Mugabe slams two-term limit on African leaders

Johannesburg - Zimbabwe’s President Robert Mugabe has slammed the two-term limit imposed on African leaders, but at the same time made fun of Burundi’s president Pierre Nkurunziza’s third-term bid.

Speaking at the opening session of the African Union assembly of heads of state in Sandton on Sunday afternoon “we [in Africa] put a rope around our own neck and say leaders must only have two terms”.

Mugabe, who is serving his seventh term, but his first under Zimbabwe’s new constitution which restricts him to two terms, added that leaders in Europe did not face the same term limits, yet they are still considered to be democracies.

“It is a democracy, if people want a leader to continue, let him continue,” he said, adding that two terms could feel as short as two weeks.

But he warned against causing instability by seeking more than two terms.

He appeared to make fun of Burundi’s Pierre Nkurunziza, who said his first term shouldn't count towards his constitutional two-term limit because he was chosen by parliament and not by the people. “They say the first term was not a real term. But you were there for five years!” Mugabe said. 

There have been calls from within AU member states for Nkurunziza not to seek a third term, while the AU's Peace and Security Council last night called for an urgent intervention in Burundi to prevent the conflict around the upcoming elections from deteriorating into civil war.

He also spoke out against leaders seeking retaliation. “Then there are fights. You beat me yesterday, I beat you tomorrow, and you overthrew me yesterday, now we’ll overthrow you also. Things continue to happen. Let’s be brotherly, principled and avoid causing problems to our people, because then our people become refugees,” he said.

Mugabe returned to his scripted speech after being passed a note by an aide.

Earlier in his speech he slammed the west for its thirst for mineral resources. He slammed former US president George W Bush and former British president Tony Blair for the war in Iraq and for taking out former Iraq ruler Saddam Hussein because of oil.
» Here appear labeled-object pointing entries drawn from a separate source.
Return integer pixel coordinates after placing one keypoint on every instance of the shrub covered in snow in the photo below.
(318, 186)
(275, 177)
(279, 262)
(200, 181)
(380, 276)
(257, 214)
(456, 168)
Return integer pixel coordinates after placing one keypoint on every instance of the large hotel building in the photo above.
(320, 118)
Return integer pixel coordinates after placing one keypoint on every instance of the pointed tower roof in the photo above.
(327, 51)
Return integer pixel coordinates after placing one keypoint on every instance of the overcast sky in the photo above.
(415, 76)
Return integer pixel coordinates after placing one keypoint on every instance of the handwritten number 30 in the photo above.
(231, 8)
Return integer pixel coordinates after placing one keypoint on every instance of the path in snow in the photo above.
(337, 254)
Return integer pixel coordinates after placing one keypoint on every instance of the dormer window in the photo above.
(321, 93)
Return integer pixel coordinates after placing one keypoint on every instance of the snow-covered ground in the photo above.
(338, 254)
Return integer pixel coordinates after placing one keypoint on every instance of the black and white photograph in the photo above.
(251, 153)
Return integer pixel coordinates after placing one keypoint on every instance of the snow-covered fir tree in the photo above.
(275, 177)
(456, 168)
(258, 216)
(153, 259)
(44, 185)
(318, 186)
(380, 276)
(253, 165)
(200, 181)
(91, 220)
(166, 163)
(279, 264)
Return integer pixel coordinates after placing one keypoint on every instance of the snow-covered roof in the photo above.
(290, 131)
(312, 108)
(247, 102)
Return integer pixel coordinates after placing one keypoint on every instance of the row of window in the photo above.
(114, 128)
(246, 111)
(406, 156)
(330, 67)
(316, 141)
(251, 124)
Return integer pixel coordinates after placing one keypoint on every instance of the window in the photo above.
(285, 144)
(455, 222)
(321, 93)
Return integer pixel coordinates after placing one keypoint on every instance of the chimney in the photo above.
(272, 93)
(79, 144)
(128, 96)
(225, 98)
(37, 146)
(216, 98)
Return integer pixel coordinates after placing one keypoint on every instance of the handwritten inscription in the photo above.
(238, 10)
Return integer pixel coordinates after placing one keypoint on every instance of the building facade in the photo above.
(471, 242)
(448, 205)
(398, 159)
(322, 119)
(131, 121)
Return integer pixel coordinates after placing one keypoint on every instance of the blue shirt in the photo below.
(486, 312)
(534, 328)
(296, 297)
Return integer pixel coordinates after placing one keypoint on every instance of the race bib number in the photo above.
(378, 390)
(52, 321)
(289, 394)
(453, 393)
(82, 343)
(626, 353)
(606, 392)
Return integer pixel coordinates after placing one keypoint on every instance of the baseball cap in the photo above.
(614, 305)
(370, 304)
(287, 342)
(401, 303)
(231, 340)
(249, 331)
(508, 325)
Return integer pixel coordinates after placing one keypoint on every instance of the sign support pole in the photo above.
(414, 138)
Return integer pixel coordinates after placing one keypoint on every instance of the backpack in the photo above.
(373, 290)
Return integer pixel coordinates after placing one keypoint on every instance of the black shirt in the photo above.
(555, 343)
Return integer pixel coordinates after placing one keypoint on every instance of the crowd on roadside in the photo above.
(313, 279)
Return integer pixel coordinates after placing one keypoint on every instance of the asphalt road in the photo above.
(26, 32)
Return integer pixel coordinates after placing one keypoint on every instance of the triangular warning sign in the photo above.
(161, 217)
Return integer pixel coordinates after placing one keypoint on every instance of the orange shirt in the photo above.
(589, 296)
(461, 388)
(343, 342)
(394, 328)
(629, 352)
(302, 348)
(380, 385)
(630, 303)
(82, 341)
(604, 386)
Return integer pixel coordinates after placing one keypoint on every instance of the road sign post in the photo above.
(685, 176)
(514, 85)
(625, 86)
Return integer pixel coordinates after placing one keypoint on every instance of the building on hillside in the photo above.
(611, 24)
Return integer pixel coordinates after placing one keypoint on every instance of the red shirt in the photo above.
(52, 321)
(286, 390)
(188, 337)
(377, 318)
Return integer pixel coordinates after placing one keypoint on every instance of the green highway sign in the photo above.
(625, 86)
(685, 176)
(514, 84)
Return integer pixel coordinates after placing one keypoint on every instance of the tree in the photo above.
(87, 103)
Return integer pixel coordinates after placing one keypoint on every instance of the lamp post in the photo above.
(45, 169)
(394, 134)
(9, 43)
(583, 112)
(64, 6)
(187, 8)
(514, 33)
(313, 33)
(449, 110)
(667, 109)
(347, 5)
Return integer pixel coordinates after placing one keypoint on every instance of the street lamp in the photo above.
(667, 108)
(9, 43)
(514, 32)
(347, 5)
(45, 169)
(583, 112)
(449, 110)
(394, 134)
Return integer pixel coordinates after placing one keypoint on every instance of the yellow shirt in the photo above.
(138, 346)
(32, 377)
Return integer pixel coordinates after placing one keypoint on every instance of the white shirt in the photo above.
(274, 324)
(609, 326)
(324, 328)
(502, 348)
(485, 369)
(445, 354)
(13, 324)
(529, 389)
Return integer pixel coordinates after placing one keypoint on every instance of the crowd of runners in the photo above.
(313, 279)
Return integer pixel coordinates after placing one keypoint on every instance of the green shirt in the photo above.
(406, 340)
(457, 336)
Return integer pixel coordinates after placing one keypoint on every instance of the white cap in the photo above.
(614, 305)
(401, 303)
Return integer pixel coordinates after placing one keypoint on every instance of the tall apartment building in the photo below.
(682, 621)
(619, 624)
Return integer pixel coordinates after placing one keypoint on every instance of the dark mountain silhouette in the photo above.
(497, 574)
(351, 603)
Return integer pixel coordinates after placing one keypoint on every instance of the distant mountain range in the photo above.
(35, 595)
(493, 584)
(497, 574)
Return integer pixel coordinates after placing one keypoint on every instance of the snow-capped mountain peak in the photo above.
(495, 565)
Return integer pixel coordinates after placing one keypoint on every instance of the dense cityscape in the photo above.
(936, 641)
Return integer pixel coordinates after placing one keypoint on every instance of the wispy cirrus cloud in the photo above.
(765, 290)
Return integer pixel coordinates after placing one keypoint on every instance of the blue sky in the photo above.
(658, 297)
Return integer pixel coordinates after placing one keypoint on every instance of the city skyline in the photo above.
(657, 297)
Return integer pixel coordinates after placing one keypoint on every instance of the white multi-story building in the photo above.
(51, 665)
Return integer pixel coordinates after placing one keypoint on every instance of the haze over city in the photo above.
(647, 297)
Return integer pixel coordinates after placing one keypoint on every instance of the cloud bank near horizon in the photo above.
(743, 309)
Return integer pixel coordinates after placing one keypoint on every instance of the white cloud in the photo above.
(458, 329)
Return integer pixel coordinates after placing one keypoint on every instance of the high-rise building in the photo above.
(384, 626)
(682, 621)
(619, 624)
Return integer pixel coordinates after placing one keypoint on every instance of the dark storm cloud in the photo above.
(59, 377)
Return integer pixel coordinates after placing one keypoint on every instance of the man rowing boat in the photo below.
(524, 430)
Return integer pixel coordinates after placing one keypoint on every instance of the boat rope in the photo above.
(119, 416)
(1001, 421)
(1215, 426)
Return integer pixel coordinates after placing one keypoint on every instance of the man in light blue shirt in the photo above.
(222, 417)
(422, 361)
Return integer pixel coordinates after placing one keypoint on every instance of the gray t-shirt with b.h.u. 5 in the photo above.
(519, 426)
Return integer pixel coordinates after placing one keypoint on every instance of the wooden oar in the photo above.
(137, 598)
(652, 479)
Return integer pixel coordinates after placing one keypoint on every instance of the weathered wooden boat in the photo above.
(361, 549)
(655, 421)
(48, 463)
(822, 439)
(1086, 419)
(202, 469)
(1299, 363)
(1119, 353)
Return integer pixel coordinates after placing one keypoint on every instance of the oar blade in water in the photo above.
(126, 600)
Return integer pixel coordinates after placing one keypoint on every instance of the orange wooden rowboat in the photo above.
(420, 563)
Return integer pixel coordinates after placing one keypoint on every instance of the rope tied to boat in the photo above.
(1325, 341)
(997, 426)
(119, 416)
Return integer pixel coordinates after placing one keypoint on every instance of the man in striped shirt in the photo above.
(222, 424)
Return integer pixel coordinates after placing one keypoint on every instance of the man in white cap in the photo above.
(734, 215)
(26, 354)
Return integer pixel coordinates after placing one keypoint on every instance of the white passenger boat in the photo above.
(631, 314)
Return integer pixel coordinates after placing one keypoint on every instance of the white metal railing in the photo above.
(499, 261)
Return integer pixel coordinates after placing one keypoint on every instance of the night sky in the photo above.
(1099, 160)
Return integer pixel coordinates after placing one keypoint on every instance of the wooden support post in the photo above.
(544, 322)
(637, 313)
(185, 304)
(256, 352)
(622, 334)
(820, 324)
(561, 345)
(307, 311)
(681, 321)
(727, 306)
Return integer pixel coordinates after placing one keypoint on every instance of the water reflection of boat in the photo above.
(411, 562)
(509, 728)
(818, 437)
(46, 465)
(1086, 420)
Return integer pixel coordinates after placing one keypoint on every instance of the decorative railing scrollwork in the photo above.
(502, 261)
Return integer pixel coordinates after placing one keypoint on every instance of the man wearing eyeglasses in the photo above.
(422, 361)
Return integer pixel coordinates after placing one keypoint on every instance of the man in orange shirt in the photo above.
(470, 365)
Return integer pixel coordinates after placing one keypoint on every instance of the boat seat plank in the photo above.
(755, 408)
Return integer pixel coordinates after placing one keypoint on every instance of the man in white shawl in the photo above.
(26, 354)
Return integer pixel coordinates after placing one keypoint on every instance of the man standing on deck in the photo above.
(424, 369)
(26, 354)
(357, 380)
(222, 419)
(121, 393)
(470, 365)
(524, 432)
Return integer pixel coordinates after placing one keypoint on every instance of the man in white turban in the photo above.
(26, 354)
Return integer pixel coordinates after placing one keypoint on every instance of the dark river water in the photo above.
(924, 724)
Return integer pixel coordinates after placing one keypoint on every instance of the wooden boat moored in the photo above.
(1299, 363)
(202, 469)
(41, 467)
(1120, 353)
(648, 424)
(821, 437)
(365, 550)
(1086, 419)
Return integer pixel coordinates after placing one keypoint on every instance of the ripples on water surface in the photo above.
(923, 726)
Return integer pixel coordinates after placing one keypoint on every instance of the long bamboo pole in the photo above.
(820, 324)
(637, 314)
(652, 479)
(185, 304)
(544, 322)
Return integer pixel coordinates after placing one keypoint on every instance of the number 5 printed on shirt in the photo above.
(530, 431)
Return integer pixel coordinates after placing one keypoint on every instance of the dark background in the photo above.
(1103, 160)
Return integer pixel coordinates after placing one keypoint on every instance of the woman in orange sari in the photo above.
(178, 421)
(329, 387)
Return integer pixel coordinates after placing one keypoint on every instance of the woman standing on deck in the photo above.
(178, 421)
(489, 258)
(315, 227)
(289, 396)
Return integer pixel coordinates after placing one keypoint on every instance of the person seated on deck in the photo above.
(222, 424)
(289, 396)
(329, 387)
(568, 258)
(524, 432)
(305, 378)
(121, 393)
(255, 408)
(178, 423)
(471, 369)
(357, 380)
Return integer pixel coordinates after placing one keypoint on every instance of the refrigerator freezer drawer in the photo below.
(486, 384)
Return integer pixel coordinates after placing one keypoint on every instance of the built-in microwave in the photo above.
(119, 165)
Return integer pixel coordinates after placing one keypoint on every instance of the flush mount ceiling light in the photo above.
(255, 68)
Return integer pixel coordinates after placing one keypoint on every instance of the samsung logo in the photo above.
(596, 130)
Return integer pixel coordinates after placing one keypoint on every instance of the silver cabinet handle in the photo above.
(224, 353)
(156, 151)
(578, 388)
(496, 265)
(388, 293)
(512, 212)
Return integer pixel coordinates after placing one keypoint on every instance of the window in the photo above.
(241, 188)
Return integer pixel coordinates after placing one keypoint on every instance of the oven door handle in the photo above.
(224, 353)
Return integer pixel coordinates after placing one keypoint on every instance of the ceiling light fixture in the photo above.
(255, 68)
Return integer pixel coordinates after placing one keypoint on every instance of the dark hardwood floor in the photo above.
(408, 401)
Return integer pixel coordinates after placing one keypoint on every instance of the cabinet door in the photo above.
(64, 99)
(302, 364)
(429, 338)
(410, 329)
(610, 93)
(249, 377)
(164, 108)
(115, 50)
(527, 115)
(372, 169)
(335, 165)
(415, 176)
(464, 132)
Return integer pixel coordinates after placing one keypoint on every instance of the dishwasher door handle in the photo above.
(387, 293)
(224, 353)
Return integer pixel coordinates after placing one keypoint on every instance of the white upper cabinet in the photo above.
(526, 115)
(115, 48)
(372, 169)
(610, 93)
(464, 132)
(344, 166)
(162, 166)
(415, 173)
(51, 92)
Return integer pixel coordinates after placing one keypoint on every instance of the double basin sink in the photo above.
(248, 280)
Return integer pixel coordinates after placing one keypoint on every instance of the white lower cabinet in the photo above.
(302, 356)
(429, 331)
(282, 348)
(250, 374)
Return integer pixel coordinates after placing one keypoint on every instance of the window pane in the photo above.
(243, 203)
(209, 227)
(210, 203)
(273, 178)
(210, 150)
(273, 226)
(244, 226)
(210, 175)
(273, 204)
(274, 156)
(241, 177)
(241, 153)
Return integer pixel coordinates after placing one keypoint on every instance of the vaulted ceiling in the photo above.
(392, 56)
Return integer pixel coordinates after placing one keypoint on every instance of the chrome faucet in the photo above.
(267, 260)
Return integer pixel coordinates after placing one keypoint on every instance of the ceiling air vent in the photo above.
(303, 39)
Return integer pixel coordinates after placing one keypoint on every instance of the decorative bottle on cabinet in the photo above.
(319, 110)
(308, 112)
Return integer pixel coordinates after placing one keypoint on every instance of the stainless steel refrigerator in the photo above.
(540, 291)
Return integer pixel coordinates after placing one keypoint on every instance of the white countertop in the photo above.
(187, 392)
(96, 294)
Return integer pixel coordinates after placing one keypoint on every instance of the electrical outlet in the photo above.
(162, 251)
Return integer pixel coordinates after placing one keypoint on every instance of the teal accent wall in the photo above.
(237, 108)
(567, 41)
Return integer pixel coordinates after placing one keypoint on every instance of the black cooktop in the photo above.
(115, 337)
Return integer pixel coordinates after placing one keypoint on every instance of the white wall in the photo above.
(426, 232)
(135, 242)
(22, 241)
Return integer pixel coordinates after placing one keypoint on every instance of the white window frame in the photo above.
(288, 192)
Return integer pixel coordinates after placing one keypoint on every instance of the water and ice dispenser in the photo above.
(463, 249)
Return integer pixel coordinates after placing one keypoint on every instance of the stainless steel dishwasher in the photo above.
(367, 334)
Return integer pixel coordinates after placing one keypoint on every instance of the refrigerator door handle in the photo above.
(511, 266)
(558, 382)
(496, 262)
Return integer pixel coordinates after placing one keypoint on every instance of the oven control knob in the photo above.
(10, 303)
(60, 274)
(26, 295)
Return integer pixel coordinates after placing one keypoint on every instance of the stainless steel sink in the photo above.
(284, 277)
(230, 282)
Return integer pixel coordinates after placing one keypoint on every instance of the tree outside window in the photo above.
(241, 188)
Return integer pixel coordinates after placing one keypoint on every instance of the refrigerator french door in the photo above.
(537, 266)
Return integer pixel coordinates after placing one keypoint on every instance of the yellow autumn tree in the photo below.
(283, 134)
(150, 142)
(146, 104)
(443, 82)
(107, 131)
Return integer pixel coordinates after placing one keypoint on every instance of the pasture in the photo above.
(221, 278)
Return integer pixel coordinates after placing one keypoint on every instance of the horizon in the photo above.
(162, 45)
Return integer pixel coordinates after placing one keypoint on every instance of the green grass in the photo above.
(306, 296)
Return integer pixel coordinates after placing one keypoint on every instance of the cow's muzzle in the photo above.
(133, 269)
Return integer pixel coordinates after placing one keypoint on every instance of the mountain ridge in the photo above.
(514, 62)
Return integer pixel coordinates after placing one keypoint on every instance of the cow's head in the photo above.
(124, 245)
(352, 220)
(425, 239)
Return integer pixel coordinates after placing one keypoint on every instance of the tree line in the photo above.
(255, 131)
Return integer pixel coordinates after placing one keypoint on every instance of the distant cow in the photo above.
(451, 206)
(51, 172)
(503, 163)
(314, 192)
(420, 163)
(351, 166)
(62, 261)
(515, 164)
“When they look at their little British island, left with nothing to offer, except a little coal, which they are burning,” he said, to laughter and applause by delegates.

Mugabe sympathised with Hussein, who he said was vilified as a dictator with weapons of mass destruction because the west wanted his oil.

He had delegates in more hysterics by saying “little Bush” and “little Blair” played follow my leader, and went off to war in Iraq.

Mugabe was making these remarks as there are calls for the arrest of Sudanese president Omar al-Bashir’s arrest after he flew to South Africa, which is a signatory to the Rome Statute. This obliges South Africa to arrest Bashir, who wanted by the International Criminal Court for war crimes and crimes against humanity.

The AU has been increasingly hostile towards the ICC, with many making the argument that the US and Britain have been equally guilty of war crimes in Iraq.